For a simple sniffing example, enter the CLI command diag sniffer packet port1 none 1 3. This will display the next three packets on the port1 interface using no filtering, and using verbose level 1. At this verbosity level you can see the source IP and port, the destination IP and port, action (such as ack), and sequence numbers.
In the output below, port 443 indicates these are HTTPS packets, and 172.20.120.17 is both sending and receiving traffic.
Head_Office_620b # diag sniffer packet port1 none 1 3 interfaces=[port1] filters=[none]
0.545306 172.20.120.17.52989 -> 172.20.120.141.443: psh 3177924955 ack 1854307757
0.545963 172.20.120.141.443 -> 172.20.120.17.52989: psh 1854307757 ack 3177925808
0.562409 172.20.120.17.52988 -> 172.20.120.141.443: psh 4225311614 ack 3314279933
For a more advanced example of packet sniffing, the following commands will report packets on any interface travelling between a computer with the host name of “PC1” and the computer with the host name of “PC2”. With verbosity 4 and above, the sniffer trace will display the interface names where traffic enters or leaves the FortiGate unit. Remember to stop the sniffer, type CTRL+C.
FGT# diagnose sniffer packet any “host <PC1> or host <PC2>” 4
FGT# diagnose sniffer packet any “(host <PC1> or host <PC2>) and icmp” 4
The following sniffer CLI command includes the ARP protocol in the filter which may be useful to troubleshoot a failure in the ARP resolution (for instance PC2 may be down and not responding to the FortiGate ARP requests).
FGT# diagnose sniffer packet any “host <PC1> or host <PC2> or arp” 4
When troubleshooting networks, it helps to look inside the header of the packets. This helps to determine if the packets, route, and destination are all what you expect. Packet capture can also be called a network tap, packet sniffing, or logic analyzing.
To use the packet capture:
1. Go to System > Network > Packet Capture.
2. Select the interface to monitor and select the number of packets to keep.
3. Select Enable Filters.
4. Enter the information you want to gather from the packet capture.
5. Select OK.
To run the capture, select the play button in the progress column in the packet capture list. If not active, Not Running will also appear in the column cell. The progress bar will indicate the status of the capture. You can stop and restart it at any time.

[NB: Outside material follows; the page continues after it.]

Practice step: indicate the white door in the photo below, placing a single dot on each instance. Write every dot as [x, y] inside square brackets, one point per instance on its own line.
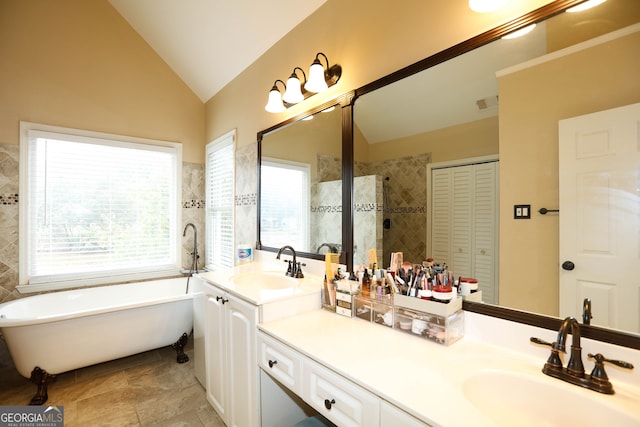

When the capture is complete, click the Download icon to save the packet capture file to your hard disk for further analysis.
Packet capture tells you what is happening on the network at a low level. This can be very useful for troubleshooting problems, such as:
- Finding missing traffic.
- Seeing if sessions are setting up properly.
- Locating ARP problems such as broadcast storm sources and causes.
- Confirming which address a computer is using on the network if they have multiple addresses or are on multiple networks.
- Confirming routing is working as you expect.
- Wireless client connection problems.
- Intermittent missing PING packets.
- A particular type of packet is having problems, such as UDP, which is commonly used for streaming video.
If you are running a constant traffic application such as ping, packet capture can tell you if the traffic is reaching the destination, how the port enters and exits the FortiGate unit, if the ARP resolution is correct, and if the traffic is returning to the source as expected. You can also use packet switching to verify that NAT or other configuration is translating addresses or routing traffic the way that you want it to.
Before you start capturing packets, you need to have a good idea of what you are looking for. Capture is used to confirm or deny your ideas about what is happening on the network. If you try capture without a plan to narrow your search, you could end up with too much data to effectively analyze. On the other hand, you need to capture enough packets to really understand all of the patterns and behavior that you are looking for.